今までは、このような発行可否を確認する作業がありませんでした。しかし、インボイス制度の適用を求めるならば、事前に確認する手間が生じるようになったのです。

請求書の書式

請求書の様式が今までとは変化しました。インボイス制度に基づいて発行する場合、以下の項目が記載されていなければなりません。

  • インボイス発行事業者の氏名・名称および登録番号
  • 取引年月日
  • 取引内容
  • 税率ごとに区分して合計した対価の額および適用税率
  • 税率ごとに区分した消費税額等
  • 書類を受領する事業者の氏名・名称

事業者番号や税率ごとの消費税額など、今まで指定がなかった項目が追加されています。仮にインボイス制度に登録していても、条件を満たしたフォーマットでなければ仕入税額控除に利用できないため、発行する側は注意が必要です。
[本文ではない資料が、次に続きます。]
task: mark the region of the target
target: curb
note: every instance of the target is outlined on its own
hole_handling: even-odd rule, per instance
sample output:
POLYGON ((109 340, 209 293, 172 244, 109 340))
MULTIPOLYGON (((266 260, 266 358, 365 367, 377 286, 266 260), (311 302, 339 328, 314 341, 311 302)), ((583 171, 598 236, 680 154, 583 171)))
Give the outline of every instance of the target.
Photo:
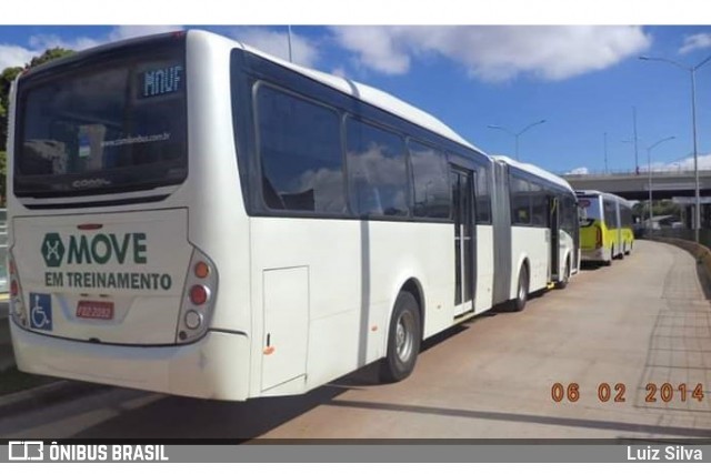
POLYGON ((110 390, 109 385, 87 382, 58 381, 34 389, 23 390, 0 396, 0 417, 11 416, 21 411, 46 407, 51 404, 74 400, 102 390, 110 390))

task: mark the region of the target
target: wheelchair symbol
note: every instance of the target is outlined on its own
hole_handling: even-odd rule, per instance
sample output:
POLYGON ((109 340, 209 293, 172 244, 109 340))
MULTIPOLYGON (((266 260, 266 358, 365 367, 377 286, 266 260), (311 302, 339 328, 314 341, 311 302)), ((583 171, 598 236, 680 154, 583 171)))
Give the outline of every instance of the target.
POLYGON ((30 294, 30 321, 33 329, 52 330, 52 306, 49 294, 30 294))

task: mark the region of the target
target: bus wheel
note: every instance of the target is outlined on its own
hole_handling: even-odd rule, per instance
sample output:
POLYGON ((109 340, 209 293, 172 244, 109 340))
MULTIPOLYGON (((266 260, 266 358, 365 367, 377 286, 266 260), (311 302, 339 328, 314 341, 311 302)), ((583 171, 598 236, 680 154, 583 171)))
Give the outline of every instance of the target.
POLYGON ((380 380, 398 382, 412 373, 420 352, 420 307, 411 293, 400 292, 390 319, 388 354, 380 366, 380 380))
POLYGON ((570 259, 565 259, 565 273, 563 273, 563 279, 555 283, 555 288, 559 290, 568 286, 568 282, 570 281, 570 259))
POLYGON ((529 299, 529 271, 525 265, 521 265, 519 271, 519 284, 515 290, 515 297, 507 304, 507 310, 512 312, 522 311, 529 299))

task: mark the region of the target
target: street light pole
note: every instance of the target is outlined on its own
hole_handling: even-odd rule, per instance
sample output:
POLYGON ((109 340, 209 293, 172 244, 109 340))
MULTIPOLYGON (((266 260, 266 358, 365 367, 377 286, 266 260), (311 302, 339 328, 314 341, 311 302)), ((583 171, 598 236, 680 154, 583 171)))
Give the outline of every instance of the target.
POLYGON ((652 144, 651 147, 647 148, 647 171, 649 173, 649 231, 650 233, 652 232, 652 230, 654 229, 654 226, 652 225, 652 218, 654 216, 653 211, 652 211, 652 150, 659 145, 662 144, 665 141, 669 140, 673 140, 675 137, 667 137, 665 139, 661 139, 658 140, 657 142, 654 142, 654 144, 652 144))
POLYGON ((608 174, 608 132, 602 134, 604 141, 604 173, 608 174))
POLYGON ((529 123, 528 125, 525 125, 520 132, 515 133, 512 132, 511 130, 503 128, 501 125, 487 125, 490 129, 498 129, 498 130, 502 130, 511 135, 513 135, 514 138, 514 143, 515 143, 515 160, 519 161, 519 137, 521 137, 523 133, 525 133, 527 131, 529 131, 530 129, 532 129, 535 125, 540 125, 541 123, 545 123, 545 119, 543 120, 539 120, 538 122, 533 122, 533 123, 529 123))
POLYGON ((691 74, 691 128, 693 135, 693 178, 694 178, 694 241, 699 243, 699 230, 701 229, 701 193, 699 190, 699 150, 697 145, 697 71, 711 60, 711 56, 698 63, 697 65, 687 65, 667 58, 650 58, 641 56, 639 59, 643 61, 661 61, 668 62, 677 68, 683 69, 691 74))

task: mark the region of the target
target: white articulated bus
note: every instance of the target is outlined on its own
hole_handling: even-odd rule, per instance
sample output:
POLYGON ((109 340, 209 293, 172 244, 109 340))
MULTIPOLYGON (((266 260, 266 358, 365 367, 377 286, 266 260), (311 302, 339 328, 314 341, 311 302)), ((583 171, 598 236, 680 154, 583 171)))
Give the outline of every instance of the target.
POLYGON ((30 70, 10 112, 26 372, 220 400, 303 393, 378 360, 397 381, 422 339, 521 309, 577 268, 553 251, 574 204, 561 180, 212 33, 30 70), (527 193, 548 234, 523 223, 527 193))
POLYGON ((494 301, 509 300, 521 310, 528 292, 565 288, 578 273, 578 204, 562 178, 507 157, 493 159, 494 201, 505 202, 494 205, 494 301))

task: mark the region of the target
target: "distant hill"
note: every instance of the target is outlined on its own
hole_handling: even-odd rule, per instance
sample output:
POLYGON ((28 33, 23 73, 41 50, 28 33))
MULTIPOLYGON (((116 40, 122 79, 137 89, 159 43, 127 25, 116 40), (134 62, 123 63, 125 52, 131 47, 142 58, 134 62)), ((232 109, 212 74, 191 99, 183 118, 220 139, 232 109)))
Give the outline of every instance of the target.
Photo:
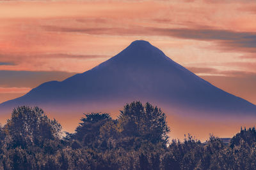
POLYGON ((44 83, 1 104, 0 113, 20 105, 60 112, 81 113, 99 108, 104 111, 107 108, 111 111, 134 100, 152 103, 166 111, 173 108, 192 117, 198 115, 195 113, 202 117, 213 114, 217 119, 218 115, 256 115, 256 106, 214 87, 143 40, 132 42, 91 70, 62 81, 44 83))

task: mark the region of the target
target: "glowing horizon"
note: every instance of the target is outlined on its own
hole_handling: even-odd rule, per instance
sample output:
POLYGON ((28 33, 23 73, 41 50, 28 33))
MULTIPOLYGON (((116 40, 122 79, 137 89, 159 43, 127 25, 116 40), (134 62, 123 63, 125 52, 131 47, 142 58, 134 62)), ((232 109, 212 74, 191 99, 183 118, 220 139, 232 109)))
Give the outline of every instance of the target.
POLYGON ((256 104, 255 8, 250 0, 1 1, 0 103, 84 72, 145 39, 256 104), (30 83, 15 78, 20 73, 30 83))

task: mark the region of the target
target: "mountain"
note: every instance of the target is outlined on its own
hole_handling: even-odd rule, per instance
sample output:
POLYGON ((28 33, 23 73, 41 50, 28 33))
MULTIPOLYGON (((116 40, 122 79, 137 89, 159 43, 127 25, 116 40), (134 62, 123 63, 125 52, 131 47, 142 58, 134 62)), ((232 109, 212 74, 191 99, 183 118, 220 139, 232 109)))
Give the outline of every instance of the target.
POLYGON ((0 110, 36 105, 83 113, 120 108, 134 100, 148 101, 184 117, 200 114, 218 119, 218 115, 228 115, 236 119, 256 115, 256 106, 214 87, 143 40, 132 42, 91 70, 62 81, 46 82, 4 102, 0 110))

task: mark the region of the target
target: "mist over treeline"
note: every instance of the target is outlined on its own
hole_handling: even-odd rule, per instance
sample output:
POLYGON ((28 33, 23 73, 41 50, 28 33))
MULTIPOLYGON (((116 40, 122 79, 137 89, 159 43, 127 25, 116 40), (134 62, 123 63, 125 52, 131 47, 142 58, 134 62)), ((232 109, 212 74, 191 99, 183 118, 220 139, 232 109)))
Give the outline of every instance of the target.
POLYGON ((84 114, 74 133, 38 107, 17 107, 0 127, 0 169, 256 169, 255 127, 228 144, 212 135, 169 141, 170 130, 148 103, 126 104, 115 120, 84 114))

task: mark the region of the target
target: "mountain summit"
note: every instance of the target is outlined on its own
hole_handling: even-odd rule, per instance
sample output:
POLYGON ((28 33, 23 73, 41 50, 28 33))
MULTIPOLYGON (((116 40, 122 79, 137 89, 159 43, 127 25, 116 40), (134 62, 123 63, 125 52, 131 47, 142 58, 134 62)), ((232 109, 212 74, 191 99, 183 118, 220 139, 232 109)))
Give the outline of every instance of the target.
POLYGON ((256 113, 255 105, 213 86, 143 40, 133 41, 91 70, 63 81, 43 83, 0 108, 24 104, 104 107, 132 100, 219 113, 256 113))
POLYGON ((209 132, 229 136, 256 119, 256 106, 214 87, 143 40, 89 71, 44 83, 1 104, 0 116, 17 106, 37 106, 73 131, 81 113, 115 114, 132 101, 161 107, 171 120, 171 136, 180 139, 188 132, 204 139, 209 132))

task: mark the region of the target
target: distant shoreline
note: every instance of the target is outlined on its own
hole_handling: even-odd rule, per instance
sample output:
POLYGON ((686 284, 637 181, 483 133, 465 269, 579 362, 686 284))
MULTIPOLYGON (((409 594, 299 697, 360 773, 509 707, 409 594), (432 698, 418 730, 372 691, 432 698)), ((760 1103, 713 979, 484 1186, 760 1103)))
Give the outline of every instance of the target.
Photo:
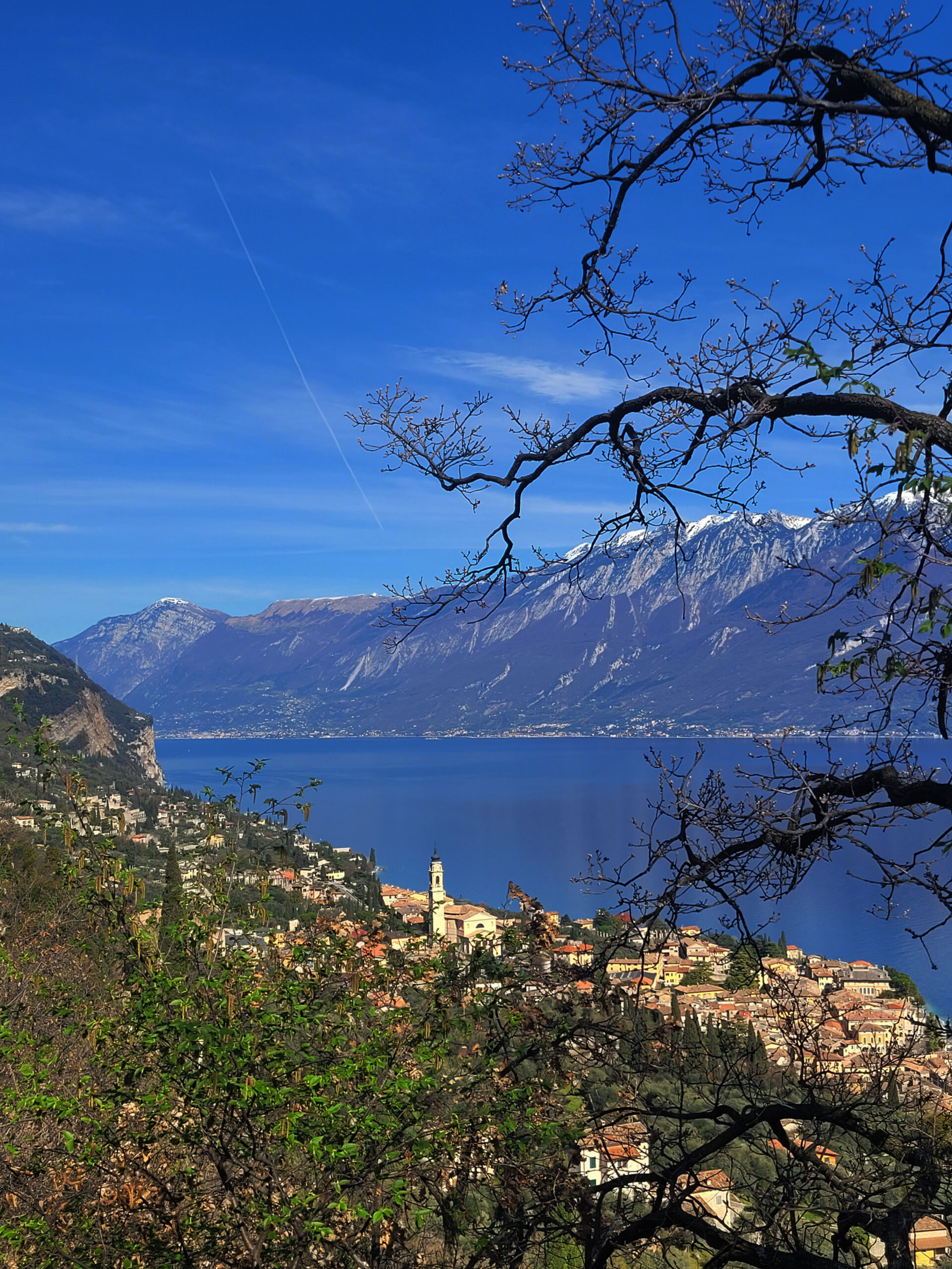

なお、フリーランスがこのような請求書を、独自に作成することは難しいと考えられます。そのため、クラウドサービスやテンプレートなどを利用して、請求書を作成するようにしましょう。内容に不備があると、クライアントも自分もトラブルを起こすことになりかねないため、フォーマットは注意すべきです。

フリーランスはインボイス制度の変更に対応すべきか

続いては、フリーランスはインボイス制度に登録すべきであるかどうか考えていきます。

実質的には対応が求められる

一般的な考え方として、フリーランスはインボイス制度に登録するしかないでしょう。フリーランスへと発注する企業の多くは、インボイス制度に登録し、消費税を納める義務を負っているはずです。このような企業は、フリーランスへ支払った消費税について控除したいと考えます。
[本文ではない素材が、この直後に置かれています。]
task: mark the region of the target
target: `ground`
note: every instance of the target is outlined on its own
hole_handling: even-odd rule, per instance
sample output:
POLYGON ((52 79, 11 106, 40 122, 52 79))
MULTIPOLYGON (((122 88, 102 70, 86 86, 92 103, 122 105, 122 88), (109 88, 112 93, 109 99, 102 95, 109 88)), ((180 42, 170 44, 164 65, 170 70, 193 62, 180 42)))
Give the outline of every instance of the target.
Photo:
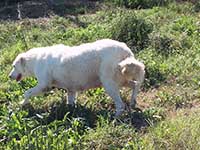
MULTIPOLYGON (((115 0, 84 2, 21 2, 21 18, 17 4, 1 4, 0 149, 199 149, 199 3, 149 0, 141 9, 115 0), (9 80, 17 54, 102 38, 126 42, 146 66, 135 109, 113 118, 114 103, 102 88, 79 93, 75 107, 65 105, 59 89, 19 105, 37 81, 9 80)), ((128 105, 130 89, 121 95, 128 105)))

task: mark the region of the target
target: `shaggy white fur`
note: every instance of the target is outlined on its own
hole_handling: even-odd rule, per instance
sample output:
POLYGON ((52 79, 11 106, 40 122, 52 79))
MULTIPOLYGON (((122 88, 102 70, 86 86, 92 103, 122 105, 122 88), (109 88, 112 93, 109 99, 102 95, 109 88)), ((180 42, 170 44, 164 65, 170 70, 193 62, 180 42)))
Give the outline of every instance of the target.
POLYGON ((20 81, 34 76, 38 84, 24 94, 23 105, 52 87, 67 90, 67 103, 73 105, 77 91, 103 86, 115 101, 116 116, 124 111, 119 88, 133 89, 131 104, 144 79, 144 65, 134 58, 126 44, 103 39, 80 46, 54 45, 33 48, 19 54, 13 62, 10 78, 20 81))

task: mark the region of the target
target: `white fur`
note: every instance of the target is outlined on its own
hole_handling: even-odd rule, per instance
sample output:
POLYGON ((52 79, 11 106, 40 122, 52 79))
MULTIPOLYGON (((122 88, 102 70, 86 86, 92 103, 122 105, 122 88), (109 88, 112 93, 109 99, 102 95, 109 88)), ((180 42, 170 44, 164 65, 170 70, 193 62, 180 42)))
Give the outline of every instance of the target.
POLYGON ((134 58, 126 44, 110 39, 73 47, 60 44, 33 48, 19 54, 13 66, 12 79, 34 76, 38 80, 34 88, 25 92, 23 104, 52 87, 67 90, 67 102, 74 104, 77 91, 103 86, 115 101, 116 116, 125 107, 119 88, 133 88, 131 104, 135 105, 144 78, 144 65, 134 58))

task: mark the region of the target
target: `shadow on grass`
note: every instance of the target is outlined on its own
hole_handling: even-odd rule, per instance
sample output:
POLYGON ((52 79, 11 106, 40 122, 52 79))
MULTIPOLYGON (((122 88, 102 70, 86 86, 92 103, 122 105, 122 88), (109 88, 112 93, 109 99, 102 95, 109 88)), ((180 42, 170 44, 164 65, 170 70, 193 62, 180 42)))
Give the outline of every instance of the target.
POLYGON ((108 109, 96 111, 80 104, 77 104, 76 106, 69 106, 66 105, 65 102, 56 102, 52 104, 48 110, 35 109, 32 105, 28 105, 24 109, 28 111, 28 117, 43 116, 36 118, 39 122, 41 122, 41 124, 45 125, 55 120, 62 120, 66 114, 69 119, 82 118, 85 121, 85 124, 90 128, 96 127, 99 116, 102 116, 105 119, 109 119, 109 121, 116 120, 117 124, 131 124, 136 130, 141 130, 150 126, 151 124, 149 121, 154 123, 158 122, 152 118, 150 119, 150 117, 146 116, 144 112, 139 108, 135 108, 131 111, 126 111, 117 119, 114 118, 114 113, 111 113, 108 109))

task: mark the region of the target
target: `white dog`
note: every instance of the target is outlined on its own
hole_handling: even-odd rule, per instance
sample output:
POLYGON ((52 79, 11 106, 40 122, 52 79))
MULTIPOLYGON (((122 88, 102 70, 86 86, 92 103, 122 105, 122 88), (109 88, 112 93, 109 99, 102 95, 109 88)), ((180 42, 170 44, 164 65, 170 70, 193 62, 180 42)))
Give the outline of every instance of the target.
POLYGON ((31 96, 52 87, 67 90, 67 103, 73 105, 77 91, 103 86, 114 100, 115 115, 119 116, 125 109, 119 88, 133 89, 131 105, 134 106, 144 69, 126 44, 103 39, 73 47, 61 44, 33 48, 16 57, 9 76, 17 81, 27 76, 35 76, 38 80, 34 88, 25 92, 23 105, 31 96))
もし、フリーランスがインボイス制度に対応していないと、支払った消費税を控除できなくなります。結果、利益が減少するなどの問題が生じるのです。これは発注する側にとって大きな問題となりかねません。その結果、インボイス制度に対応しているフリーランスへと依頼するしかなくなってしまいます。
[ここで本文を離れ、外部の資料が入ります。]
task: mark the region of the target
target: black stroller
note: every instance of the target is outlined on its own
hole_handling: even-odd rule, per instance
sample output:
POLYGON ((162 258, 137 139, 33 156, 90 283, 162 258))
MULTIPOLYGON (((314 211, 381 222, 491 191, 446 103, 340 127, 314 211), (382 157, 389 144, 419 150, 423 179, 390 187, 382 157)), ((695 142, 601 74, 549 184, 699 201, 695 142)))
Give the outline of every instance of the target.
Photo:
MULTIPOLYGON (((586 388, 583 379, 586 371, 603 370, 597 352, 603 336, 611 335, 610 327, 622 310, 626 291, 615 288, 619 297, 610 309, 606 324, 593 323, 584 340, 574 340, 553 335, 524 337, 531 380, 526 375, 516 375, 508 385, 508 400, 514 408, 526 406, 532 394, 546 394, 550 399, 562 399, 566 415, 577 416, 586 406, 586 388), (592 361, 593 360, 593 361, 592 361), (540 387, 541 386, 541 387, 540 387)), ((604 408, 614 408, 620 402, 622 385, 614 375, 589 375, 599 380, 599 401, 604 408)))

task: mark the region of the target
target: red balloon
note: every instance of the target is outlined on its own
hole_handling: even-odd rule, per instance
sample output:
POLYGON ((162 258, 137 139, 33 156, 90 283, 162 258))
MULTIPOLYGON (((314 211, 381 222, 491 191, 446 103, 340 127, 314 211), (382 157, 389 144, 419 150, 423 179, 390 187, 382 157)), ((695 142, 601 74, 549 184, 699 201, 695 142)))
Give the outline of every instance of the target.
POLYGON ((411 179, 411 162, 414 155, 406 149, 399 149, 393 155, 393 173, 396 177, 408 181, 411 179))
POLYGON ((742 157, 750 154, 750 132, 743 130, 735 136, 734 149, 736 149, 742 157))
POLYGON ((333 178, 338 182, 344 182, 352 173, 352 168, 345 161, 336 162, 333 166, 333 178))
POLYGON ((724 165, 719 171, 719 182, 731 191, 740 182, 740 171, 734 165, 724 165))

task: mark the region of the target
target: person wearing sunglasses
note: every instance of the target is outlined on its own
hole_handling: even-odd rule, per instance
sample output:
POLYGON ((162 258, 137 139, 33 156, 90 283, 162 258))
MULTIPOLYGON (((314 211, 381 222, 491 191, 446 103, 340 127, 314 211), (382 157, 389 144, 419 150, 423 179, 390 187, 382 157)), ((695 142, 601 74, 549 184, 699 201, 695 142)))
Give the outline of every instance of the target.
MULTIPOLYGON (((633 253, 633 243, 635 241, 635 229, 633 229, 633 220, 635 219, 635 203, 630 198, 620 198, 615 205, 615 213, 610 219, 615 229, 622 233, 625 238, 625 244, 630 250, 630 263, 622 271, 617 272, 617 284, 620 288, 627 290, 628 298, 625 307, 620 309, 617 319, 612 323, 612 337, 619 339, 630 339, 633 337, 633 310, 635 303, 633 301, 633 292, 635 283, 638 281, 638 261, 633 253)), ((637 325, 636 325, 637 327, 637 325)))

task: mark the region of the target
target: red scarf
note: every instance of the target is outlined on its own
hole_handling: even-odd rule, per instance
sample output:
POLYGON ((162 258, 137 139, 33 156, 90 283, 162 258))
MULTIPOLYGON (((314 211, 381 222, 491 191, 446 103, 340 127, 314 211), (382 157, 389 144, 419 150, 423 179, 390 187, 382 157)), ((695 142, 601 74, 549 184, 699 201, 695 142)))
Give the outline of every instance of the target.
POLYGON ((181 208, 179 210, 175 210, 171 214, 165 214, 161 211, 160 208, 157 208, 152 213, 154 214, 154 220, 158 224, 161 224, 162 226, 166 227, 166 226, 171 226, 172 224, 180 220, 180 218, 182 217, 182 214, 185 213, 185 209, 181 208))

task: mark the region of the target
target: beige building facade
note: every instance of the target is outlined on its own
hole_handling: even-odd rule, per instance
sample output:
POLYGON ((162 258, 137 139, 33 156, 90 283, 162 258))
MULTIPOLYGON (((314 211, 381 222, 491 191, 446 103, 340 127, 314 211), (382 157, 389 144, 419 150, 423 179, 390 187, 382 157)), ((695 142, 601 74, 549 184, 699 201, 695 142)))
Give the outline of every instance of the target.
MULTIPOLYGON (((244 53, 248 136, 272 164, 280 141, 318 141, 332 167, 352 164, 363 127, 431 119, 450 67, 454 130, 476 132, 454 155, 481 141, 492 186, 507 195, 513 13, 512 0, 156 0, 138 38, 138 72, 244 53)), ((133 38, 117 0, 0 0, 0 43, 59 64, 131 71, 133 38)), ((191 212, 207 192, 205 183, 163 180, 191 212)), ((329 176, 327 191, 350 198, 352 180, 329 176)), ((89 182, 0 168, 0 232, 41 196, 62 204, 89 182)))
そのような現状を踏まえると、実質的には対応が求められるでしょう。現時点ではインボイス制度に対応していなくても、事業拡大などには必須だと考えられます。インボイス制度の導入に際して、フリーランスは対応するしかないのです。

資金繰りの改善を意識する

インボイス制度への対応にあたっては、資金繰りの改善を意識しなければなりません。確定申告の際に、消費税を納める必要があるため、現金の確保が必要です。場合によっては、まとまった金額を納めることになり、手元の現金が一気に減ってしまいます。

今までと同じような資金繰りで考えていると、手元のお金が不足することになりかねません。税金の滞納は信用力の低下につながるため、優先して納める必要があり、他の支払いに影響することも考えられるのです。

ただ、確定申告に必要な帳簿を作成するクラウドサービスなどを利用すると、大まかな納税額は常に把握できます。そのため、状況を把握しながら資金繰りの改善に努めていくべきです。

インボイス制度の変更点に対応する際のポイント


インボイス制度の変更点に対応するにあたって、以下のポイントを意識してください。

デジタルインボイスを採用する

インボイス制度に対応するため、デジタルインボイスの採用を検討しましょう。デジタルインボイスとは、請求側が支払い側に対して、人の手を介さずにインボイスを送付する仕組みを指します。例えば、フリーランス側がクラウドサービスでインボイス制度に対応した請求データを作成し、支払い側のシステムにそのまま送信するのです。

デジタルインボイスを利用すると、データ処理の効率化や人的ミスの防止につながります。フリーランス側は、請求するだけが多いと思われますが、クライアント側から支払いミスがあるとトラブルになりかねません。場合によっては、入金額が予定よりも少なく支払いに困ってしまうこともありえます。そのような状況を避けるために、より確実に支払いしてもらえるデジタルインボイスを採用すると良いのです。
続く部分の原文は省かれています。